National Handwriting Day was started to re-introduce one’s self to a pen or pencil and a piece of paper.  According to the Writing Instrument Manufacturers Association, it is a chance for all to re-explore the purity and power of handwriting.

  • National Handwriting Day was established by the Writing Instrument Manufacturers Association in 1977.  Their motive is to promote the consumption of pens, pencils and writing paper.  January 23rd was chosen as this is the birthday of John Hancock.
  • John Hancock was the first person to sign the Declaration of Independence.
  • Handwriting That Slants Upwards – Does your writing slant up as the sentence graduates? As Dr. Darius Russin says, this could represent high levels of ambition. “But be careful,” he says. “This could also be [a] sign of arrogance.”
  • Found on clay tablets from Mesopotamia, the first ever recorded handwriting dates back to 3,300BC.
  • Handwriting was first used for list making
  • One of the oldest pieces of handwriting stored at the British Museum is a list of beer rations allocated to building workers
  • QUIZ: Can you guess what 97 per cent of people write when they are trying out a new pen for the first time?! (Answer is further down)
  • According to the history books U.S. president James Garfield was super talented when it came to handwriting!  As well as being ambidextrous Garfield could apparently write in Greek with one hand whilst writing in Latin with the other!
  • “Leonardo da Vinci used to write most of his stuff in mirror handwriting, unless it needed to be read by others.”  This fact is backed up by this BBC research that says that Da Vinci wrote in a ‘left handed mirror script’. This means he wrote everything backwards,
  • Answer: When trying out a new pen for the first time 97 per cent of people write their own name!
  • Letter size: Small letters generally indicate shyness or introversion whereas large letters might indicate extroversion or a need for attention. Average-sized letters indicate a well-adjusted and adaptable person.
  • Slanting: Those who write their letters in a neutral and upright position are said to be logical and practical. A forward-aiming, right slant usually indicates an openness to new people and experiences. A slant to the left or backwards could mean you like to keep to yourself—though if you’re right-handed and do this, it could just mean you’re rebellious!
  • Letter shapes: Rounded letters might show a creative or artistic bent, whereas sharp and pointed lettering shows aggressiveness and intensity.

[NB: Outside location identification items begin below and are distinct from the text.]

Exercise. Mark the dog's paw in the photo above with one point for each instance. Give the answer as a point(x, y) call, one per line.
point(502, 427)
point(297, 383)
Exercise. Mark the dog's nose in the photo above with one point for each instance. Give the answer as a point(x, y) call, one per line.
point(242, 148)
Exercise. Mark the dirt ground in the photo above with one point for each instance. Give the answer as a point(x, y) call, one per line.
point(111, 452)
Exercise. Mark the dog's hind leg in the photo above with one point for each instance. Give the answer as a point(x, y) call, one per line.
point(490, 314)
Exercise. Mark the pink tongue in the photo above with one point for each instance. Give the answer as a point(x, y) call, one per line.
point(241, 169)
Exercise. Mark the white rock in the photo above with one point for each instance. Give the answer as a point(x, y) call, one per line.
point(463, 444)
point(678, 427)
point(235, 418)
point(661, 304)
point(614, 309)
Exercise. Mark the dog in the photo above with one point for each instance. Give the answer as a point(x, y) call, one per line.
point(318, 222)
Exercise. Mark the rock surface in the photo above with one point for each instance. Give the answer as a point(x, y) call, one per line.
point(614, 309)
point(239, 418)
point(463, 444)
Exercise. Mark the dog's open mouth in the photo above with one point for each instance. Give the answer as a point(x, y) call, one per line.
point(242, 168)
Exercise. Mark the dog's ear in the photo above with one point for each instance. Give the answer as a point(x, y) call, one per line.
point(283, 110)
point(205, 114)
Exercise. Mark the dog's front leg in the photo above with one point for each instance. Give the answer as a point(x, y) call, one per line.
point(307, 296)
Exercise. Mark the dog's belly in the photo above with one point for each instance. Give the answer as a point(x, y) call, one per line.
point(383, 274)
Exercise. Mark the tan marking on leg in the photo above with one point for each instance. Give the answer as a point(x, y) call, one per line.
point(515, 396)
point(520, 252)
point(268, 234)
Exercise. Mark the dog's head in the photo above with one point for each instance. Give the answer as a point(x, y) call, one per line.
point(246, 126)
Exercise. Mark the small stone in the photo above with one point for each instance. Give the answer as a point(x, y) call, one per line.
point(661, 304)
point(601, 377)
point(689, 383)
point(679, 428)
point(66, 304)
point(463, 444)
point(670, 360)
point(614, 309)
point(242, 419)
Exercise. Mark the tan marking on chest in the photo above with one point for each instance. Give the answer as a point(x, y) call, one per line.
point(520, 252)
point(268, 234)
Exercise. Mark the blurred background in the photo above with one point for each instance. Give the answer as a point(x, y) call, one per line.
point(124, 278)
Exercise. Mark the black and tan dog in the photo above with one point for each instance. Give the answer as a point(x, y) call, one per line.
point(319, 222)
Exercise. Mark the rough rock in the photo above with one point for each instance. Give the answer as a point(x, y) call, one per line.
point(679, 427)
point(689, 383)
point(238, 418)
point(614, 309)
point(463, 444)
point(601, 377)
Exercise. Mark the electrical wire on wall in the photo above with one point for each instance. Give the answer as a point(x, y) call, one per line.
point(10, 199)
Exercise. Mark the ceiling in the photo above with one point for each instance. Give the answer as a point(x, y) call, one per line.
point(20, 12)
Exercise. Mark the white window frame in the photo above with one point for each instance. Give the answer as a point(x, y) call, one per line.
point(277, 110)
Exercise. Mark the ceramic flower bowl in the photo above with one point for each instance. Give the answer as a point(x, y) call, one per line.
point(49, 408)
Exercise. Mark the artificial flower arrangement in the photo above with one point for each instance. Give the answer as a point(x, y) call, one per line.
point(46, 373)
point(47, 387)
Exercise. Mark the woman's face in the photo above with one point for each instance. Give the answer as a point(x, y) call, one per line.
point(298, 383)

Finally, smooth and connected letters might reveal a systematic and logical thinker.
  • Dotted I’s:  The position of the dot over the i may reveal more than you think. Directly above generally means you’re an organized and detail-oriented person whereas one slightly to the left might mean you’re a procrastinator. Someone who does deliberate circles over their i’s might even be a creative visionary!
  • Crossing T’s: Those who cross high on their t’s are considered optimistic and high in self-esteem, while those cross lower may have lower self-expectations—the middle may be just right! Similarly, longer crosses might show determination and enthusiasm while shorter crosses might show a streak of laziness.
  • Lowercase S’s: Those sneaky s’s can also tell you quite a lot. Those who round out their s’s are likely to be people pleasers who want to avoid confrontations. Pointy or sharp lowercase s’s may indicate ambition or inquisitiveness. Finally, smaller s’s that are wide on the bottom may mean that the writer is not following their truest dreams.
  • Speed: Fast writers are unlikely to be time-wasters—they emphasize efficiency and might be impatient. On the other hand, slow writers are more likely to be methodical and deliberate. They may also be better organized!